Werbespot für die Minifeier

Mit eigenen Werbespots appellierte das israelische Gesundheitsministerium an die jüdische Bevölkerung, das Pessachfest heuer nur mit jenen Familienmitgliedern zu feiern, mit denen man auch in den vierzehn Tagen vor dem Fest zusammengewohnt hat – "damit wir nächstes Jahr wieder alle zusammen feiern können", wie es in dem Clip heißt.
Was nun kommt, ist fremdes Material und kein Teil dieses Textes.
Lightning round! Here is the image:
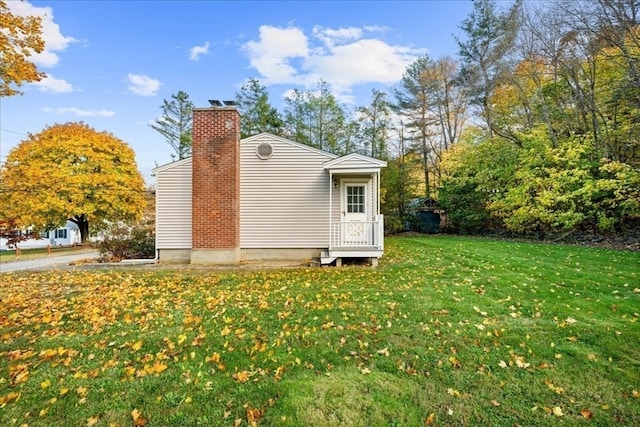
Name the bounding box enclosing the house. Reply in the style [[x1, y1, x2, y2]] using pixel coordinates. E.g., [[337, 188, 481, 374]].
[[0, 221, 82, 250], [154, 102, 386, 265]]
Zahlreiche Familien und Kibbuzniks verlagerten den Sederabend, wie die abendliche Feier des Pessachfests genannt wird, ins Internet, sie beteten und sangen per Videokonferenz und hielten die randvoll gefüllten Weingläser vor die Webcams. Um 20.30 Uhr traten viele auf den Balkon, um das Lied "Ma nishtanah" gemeinsam mit den Nachbarn zu singen.

Dass der Seder-Pessach zum "Seger-Pessach" (hebräisch für "Quarantäne-Pessach") wurde, war aber auch umstritten. Grund waren die Diskussionen im Kabinett Netanjahu, die der Entscheidung vorangegangen waren. Hohe Beamte im Gesundheitsministerium und der Sicherheitsapparat hatten nämlich gefordert, dass ultraorthodoxe Viertel und Städte konsequent abgeriegelt werden, um zu verhindern, dass die Frommen dort wie gewohnt das Pessachfest in der Großfamilie begehen. Das scheiterte aber am Widerstand der ultraorthodoxen Parteien, angeführt von Gesundheitsminister Yaakov Litzman, die in der Abriegelung nur mancher Gebiete eine Ungleichbehandlung sahen.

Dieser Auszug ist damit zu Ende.